Then the book states that Theorem4.4 is still valid in a more general case, regarding pre-measures instead of measures. But, due to the fact that the proof of the Theorem 4.4 requires that the family $\mathcal F$ is closed under finite intersection, union and difference of sets, then this more general theorem is true in the hypotesis that $\mathcal F$ is a ring on $X$.

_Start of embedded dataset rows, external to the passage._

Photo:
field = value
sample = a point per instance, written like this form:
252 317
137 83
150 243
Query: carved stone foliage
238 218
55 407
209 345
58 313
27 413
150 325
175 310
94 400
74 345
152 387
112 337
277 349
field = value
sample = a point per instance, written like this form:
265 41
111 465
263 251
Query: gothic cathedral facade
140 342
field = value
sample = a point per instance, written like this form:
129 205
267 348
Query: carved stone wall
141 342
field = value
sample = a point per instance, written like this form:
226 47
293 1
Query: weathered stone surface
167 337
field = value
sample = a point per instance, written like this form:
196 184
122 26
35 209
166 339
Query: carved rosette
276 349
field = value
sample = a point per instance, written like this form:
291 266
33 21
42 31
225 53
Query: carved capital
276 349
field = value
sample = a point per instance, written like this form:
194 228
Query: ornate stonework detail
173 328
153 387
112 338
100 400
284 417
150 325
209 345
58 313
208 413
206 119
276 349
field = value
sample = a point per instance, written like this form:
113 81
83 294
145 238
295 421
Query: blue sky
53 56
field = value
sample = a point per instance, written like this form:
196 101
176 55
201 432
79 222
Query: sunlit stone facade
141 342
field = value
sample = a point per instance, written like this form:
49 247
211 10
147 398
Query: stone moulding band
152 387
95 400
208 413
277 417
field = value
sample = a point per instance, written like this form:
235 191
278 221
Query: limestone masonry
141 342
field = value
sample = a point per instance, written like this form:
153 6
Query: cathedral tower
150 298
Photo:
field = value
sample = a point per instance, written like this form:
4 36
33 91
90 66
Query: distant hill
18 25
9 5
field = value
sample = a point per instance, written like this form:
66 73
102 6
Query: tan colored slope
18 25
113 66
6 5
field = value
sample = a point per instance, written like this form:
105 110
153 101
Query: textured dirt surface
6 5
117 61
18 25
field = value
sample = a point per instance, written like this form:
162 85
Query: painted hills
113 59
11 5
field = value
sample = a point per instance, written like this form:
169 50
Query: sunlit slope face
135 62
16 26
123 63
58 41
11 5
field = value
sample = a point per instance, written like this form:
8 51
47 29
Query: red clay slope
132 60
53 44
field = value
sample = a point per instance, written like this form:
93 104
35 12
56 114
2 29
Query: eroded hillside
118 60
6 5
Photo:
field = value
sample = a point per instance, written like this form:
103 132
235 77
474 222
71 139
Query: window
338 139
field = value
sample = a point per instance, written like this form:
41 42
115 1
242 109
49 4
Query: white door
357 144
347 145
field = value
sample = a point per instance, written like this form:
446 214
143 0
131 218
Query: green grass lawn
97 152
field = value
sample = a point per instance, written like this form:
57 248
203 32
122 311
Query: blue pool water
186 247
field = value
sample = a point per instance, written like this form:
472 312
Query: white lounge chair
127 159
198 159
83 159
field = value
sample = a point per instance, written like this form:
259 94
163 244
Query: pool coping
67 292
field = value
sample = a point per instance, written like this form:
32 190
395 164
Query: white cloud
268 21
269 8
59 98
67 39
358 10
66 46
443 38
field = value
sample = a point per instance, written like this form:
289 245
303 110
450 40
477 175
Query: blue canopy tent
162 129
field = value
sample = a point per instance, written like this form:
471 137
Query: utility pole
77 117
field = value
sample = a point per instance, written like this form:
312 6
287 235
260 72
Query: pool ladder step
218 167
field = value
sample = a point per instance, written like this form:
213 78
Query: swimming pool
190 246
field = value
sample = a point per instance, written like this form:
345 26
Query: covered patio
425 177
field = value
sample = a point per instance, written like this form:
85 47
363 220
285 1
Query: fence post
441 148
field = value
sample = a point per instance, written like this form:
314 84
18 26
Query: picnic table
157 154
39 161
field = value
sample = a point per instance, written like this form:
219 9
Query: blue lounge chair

I could easily prove this more general theorem, I'll copy the statement below under the name of Theorem 0.1

Theorem 0.1 : Let $X$ be a set, $\mathcal F$ a Ring on $X$ and $\mu : \mathcal F \to [0,+\infty]$ a function then

$\mu$ is a pre-measure on $X$ if and only if

[\begin{split} &(i) \hspace{0.5cm} \mu(\emptyset)=0 \\ &(ii) \hspace{0.5cm} A \in \mathcal F, B \in \mathcal F , A \cap B = \emptyset \implies \mu(A\cup B)=\mu (A) + \mu (B) \\ &(iii) \hspace{0.5cm} A_n \in \mathcal F \forall n \in \mathbb N , A_n \subseteq A_{n+1} \forall n \in \mathbb N , \bigcup_{n \in \mathbb N} A_n \in \mathcal F \implies \mu(\bigcup_{n \in \mathbb N} A_n)=\lim _{n \to +\infty} \mu (A_n) \end{split}]

Moreover, with the additional hypothesis that $\mu (A) < + \infty \forall A \in \mathcal F$, (iii) can be replaced by either of the following equivalent conditions:

[\begin{split} &(iii') \hspace{0.5cm} A_n \in \mathcal F \forall n \in \mathbb N , A_{n+1} \subseteq A_n \forall n \in \mathbb N , \bigcap_{n \in \mathbb N} A_n \in \mathcal F \implies \mu(\bigcap_{n \in \mathbb N} A_n)=\lim _{n \to +\infty} \mu (A_n) \\ &(iii'') \hspace{0.5cm} A_n \in \mathcal F \forall n \in \mathbb N , A_{n+1} \subseteq A_n \forall n \in \mathbb N , \bigcap_{n \in \mathbb N} A_n = \emptyset \implies \lim _{n \to +\infty} \mu (A_n) = 0 \end{split}]

End of theorem 0.1

Now the problems begin.

The book defined the function $\lambda ^n : \mathcal J ^n \to [0,+\infty)$ that associates each element of $\mathcal J ^n $ to its volume.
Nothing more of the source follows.